THE SON OF A BLACK FATHER and a white mother, Thomas Chatterton Williams perhaps felt an amplified pressure to prove his blackness—that he could "keep it real" just as well as any of the wannabe gangsters in his racially diverse New Jersey hometown. It didn't help that Williams' black father was a professor who crammed their house full of books. Throughout Williams' youth in the '90s, the hiphop culture that surrounded him looked down upon any kind of book learning, instead placing utmost value on bling and thuggery.
Losing My Cool: How a Father's Love and 15,000 Books Beat Hip-Hop Culture is Williams' memoir of his gradual rejection of those values. As Williams defines it, hiphop culture isn't so much the sphere that immediately surrounds rap music as it is the entire contemporary black experience, down to the clothes, the cars, the language, the worship of money-making athletes and entertainers. Williams condemns these values for stunting the development of the black community as a whole.
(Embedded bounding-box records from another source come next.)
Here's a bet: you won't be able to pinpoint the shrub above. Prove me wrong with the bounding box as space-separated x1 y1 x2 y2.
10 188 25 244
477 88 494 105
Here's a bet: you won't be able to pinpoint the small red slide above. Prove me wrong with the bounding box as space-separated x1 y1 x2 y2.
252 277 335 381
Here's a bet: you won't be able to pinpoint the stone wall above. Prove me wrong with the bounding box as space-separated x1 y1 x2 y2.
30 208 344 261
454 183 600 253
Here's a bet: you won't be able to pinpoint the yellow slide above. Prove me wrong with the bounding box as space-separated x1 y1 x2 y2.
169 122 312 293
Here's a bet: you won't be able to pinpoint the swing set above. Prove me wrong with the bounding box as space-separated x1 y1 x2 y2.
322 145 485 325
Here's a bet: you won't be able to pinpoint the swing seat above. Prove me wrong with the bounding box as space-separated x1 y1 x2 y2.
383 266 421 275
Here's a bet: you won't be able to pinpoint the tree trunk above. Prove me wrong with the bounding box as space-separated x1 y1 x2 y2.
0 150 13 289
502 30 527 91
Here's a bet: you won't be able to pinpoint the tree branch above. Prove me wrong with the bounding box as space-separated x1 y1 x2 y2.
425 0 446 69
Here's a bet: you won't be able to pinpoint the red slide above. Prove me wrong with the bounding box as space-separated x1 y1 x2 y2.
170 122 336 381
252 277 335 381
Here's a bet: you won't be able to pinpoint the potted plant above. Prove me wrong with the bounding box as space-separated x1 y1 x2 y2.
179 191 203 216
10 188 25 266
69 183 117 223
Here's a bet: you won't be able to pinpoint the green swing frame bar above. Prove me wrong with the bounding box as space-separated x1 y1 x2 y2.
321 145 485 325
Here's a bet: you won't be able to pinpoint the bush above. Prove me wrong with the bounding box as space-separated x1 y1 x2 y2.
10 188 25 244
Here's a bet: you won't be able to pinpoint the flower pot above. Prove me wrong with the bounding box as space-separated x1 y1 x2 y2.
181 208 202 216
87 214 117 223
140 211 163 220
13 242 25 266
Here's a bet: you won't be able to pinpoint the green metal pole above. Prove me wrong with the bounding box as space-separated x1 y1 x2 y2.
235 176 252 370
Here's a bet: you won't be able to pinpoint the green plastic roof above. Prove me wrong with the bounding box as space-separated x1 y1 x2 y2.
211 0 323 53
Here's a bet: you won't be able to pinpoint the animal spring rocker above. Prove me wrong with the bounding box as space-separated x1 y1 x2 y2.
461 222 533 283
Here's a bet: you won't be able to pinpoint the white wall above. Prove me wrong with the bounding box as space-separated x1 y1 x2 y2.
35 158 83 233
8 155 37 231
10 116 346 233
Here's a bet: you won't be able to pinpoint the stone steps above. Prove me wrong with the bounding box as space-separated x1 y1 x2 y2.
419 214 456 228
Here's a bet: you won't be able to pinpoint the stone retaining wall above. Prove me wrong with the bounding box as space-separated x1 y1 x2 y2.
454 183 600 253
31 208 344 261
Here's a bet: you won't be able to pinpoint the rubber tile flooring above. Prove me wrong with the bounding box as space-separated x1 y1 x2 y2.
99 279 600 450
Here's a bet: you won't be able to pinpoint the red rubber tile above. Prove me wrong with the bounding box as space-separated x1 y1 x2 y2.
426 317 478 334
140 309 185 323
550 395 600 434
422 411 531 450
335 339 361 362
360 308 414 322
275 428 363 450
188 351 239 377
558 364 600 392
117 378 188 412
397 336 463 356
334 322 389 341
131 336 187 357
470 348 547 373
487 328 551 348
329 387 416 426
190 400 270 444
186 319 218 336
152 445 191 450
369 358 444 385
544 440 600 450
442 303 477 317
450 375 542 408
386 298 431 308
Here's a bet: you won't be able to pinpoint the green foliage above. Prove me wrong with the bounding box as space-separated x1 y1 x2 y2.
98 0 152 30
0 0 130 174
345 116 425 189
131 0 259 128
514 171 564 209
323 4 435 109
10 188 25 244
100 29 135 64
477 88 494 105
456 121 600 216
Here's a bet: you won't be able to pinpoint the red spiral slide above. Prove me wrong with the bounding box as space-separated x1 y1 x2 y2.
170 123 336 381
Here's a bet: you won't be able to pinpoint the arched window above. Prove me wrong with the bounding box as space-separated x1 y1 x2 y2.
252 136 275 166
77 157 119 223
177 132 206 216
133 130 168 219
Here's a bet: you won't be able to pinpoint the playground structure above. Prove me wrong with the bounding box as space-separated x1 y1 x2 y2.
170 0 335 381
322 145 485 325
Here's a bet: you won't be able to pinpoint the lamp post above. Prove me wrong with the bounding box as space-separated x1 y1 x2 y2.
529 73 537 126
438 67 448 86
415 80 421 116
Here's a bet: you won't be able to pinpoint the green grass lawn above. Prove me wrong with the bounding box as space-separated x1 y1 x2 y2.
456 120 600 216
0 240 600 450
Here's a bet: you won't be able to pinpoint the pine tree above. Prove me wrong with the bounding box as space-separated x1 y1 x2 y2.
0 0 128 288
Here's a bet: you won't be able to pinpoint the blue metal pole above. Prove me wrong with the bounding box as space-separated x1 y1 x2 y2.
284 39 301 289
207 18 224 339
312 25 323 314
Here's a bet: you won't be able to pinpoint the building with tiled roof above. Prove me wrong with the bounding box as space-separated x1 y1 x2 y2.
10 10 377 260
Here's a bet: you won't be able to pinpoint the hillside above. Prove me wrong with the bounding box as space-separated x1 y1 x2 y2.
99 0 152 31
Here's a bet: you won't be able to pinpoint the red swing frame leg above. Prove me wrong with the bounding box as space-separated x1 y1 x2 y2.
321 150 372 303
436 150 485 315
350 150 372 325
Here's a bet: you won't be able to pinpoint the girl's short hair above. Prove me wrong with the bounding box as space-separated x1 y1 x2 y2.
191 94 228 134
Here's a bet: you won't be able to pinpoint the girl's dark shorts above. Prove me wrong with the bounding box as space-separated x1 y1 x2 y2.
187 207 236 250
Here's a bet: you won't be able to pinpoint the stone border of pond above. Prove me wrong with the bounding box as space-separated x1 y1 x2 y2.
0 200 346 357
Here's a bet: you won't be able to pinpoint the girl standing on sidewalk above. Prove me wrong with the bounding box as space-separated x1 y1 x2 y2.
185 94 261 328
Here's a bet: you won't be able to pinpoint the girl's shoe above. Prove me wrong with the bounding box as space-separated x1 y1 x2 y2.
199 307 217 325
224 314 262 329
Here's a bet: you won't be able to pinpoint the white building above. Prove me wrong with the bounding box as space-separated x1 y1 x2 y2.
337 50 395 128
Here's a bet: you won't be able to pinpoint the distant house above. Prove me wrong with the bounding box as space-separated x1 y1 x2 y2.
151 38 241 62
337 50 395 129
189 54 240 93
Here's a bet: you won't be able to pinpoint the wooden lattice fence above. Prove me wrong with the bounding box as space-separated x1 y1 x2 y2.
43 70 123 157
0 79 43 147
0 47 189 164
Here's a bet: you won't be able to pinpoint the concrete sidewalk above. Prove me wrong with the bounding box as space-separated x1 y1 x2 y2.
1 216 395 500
It might be tempting to paint this audacious but convincing argument as the result of a privileged education. After an adolescence in which he struggled to appear as black as he could, Williams went to Georgetown and traveled abroad. But Williams has heft behind his words, and his passion for self-awareness makes Losing My Cool a compelling call to arms, even as he acknowledges that his target audience will likely ignore it simply because it comes in the form of a book.